Ritos funerarios en la época del COVID – 19: La extraña transición en el duelo

La muerte es uno de los temas más tabúes en la cultura occidental. Y, a su vez, un hecho inexorable en la vida de todo ser humano. En la época romana, se referían a ésta como “memento mori” (recuerda que vas a morir) como forma de evitar la soberbia entre los hombres más poderosos, dejando entrever las limitaciones de la existencia humana.

La pérdida que supone el fallecimiento  de un ser querido es la principal causa de estrés en todo el mundo. Ésta genera determinadas reacciones emocionales, conductuales, cognitivas y afectivas. Estas emociones, en conjunto con la relación que se tuvo con el fallecido,  determinarán las respuestas que se darán en el momento de la pérdida y los mecanismos que se pondrán en marcha para la transición por la etapa más privada para el ser humano, como es en este caso el proceso de duelo.

Los seres humanos tenemos la capacidad de amoldarnos a las circunstancias que acontezcan. Sin embargo, el contexto actual, siendo el  virus COVID – 19 uno de los principales protagonistas, implica además realizar cambios en el estilo de vida. Siendo uno de los casos la interrupción del acompañamiento en el proceso de enfermedad y en el de apoyo mutuo entre los familiares en los casos de muerte. Es por ello que los ritos funerarios se ven restringidos en la forma culturalmente preestablecida. Encontramos pues, una de las consecuencias de los ritos funerarios y COVID – 19: La extraña transición en el duelo. Es entonces necesaria la búsqueda de alternativas dentro del confinamiento para la elaboración de las primeras etapas del duelo.

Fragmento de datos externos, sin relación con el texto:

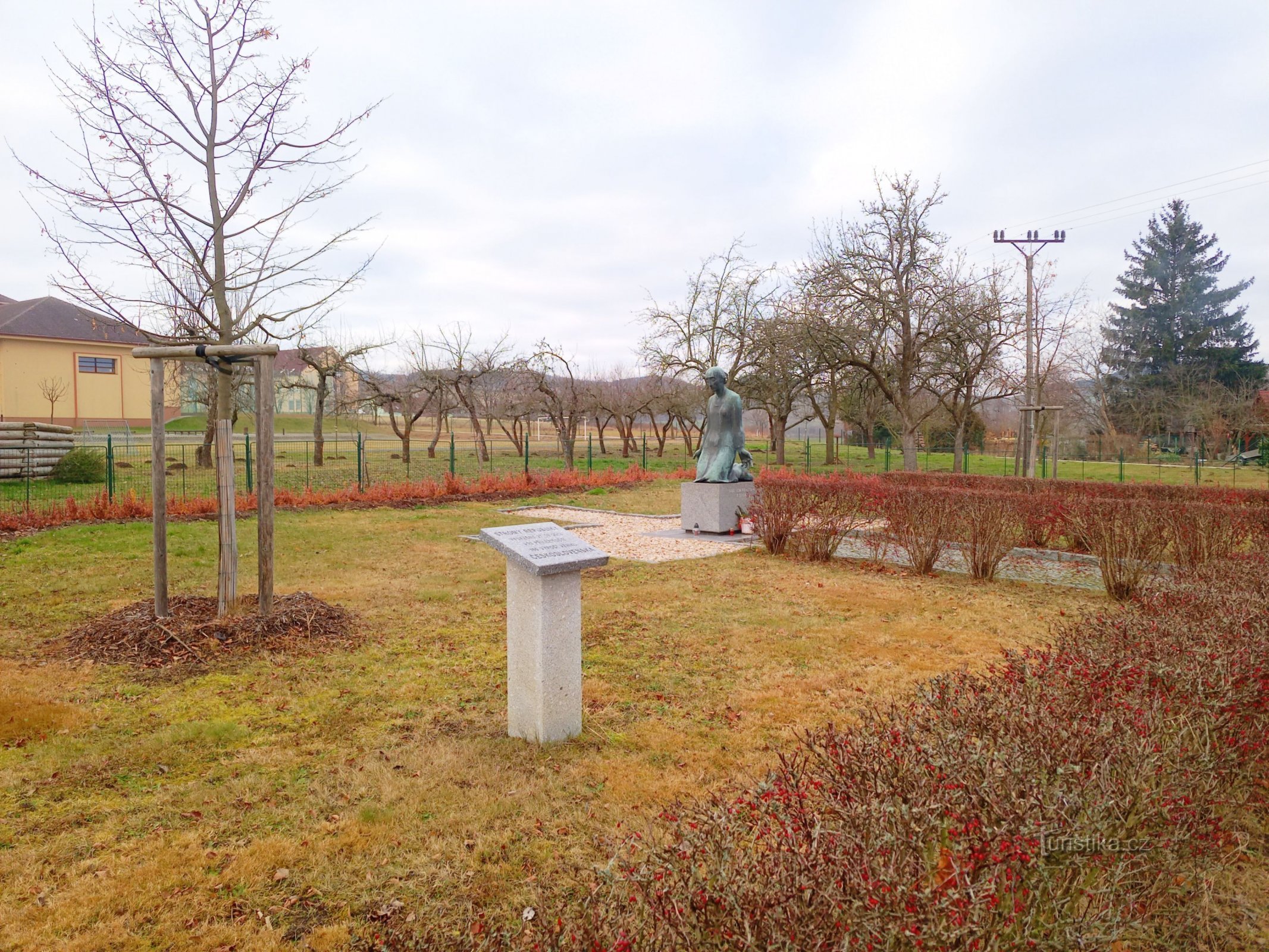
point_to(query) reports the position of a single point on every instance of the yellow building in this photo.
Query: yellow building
(69, 365)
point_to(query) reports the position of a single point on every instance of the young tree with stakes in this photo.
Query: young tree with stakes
(188, 139)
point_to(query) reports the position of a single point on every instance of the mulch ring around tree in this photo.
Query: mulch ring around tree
(192, 635)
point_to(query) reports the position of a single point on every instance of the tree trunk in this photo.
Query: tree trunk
(778, 428)
(435, 436)
(405, 441)
(623, 432)
(831, 446)
(599, 432)
(911, 464)
(203, 455)
(568, 440)
(319, 418)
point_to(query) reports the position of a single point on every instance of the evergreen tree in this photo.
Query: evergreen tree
(1177, 322)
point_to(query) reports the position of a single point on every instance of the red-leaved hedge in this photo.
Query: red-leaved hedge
(1075, 796)
(422, 491)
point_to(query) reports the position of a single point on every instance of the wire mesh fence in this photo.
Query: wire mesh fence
(353, 460)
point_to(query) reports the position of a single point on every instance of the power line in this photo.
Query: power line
(1148, 192)
(1139, 211)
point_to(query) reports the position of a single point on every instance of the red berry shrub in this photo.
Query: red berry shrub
(988, 525)
(1129, 537)
(810, 516)
(920, 521)
(1075, 796)
(1204, 532)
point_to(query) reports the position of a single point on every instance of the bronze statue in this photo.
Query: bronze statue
(723, 436)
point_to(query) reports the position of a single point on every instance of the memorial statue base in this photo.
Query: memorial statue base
(715, 507)
(543, 655)
(543, 627)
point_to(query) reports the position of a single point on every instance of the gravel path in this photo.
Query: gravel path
(625, 536)
(651, 538)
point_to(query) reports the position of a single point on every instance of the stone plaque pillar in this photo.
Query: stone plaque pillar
(543, 627)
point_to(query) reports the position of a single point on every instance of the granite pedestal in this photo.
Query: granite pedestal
(713, 506)
(543, 627)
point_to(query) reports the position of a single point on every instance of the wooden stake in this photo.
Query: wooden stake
(226, 588)
(159, 486)
(264, 479)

 La parálisis en la cultura de la despedida

Duelo

El fallecimiento, dada la situación actual, implica el cese temporal de los ritos funerarios establecidos en la sociedad. Cada persona elabora el proceso de duelo de manera individual. Supone una experiencia privada en la que se resuelven las tareas que implica de manera idiosincrática. No obstante, ésta parálisis  en torno a los ritos de despedida puede propiciar en algunos casos  síntomas de estrés postraumático. Además, la generación de obstáculos en el duelo dificulta la adaptación de éste amén de los procesos necesarios para su recuperación.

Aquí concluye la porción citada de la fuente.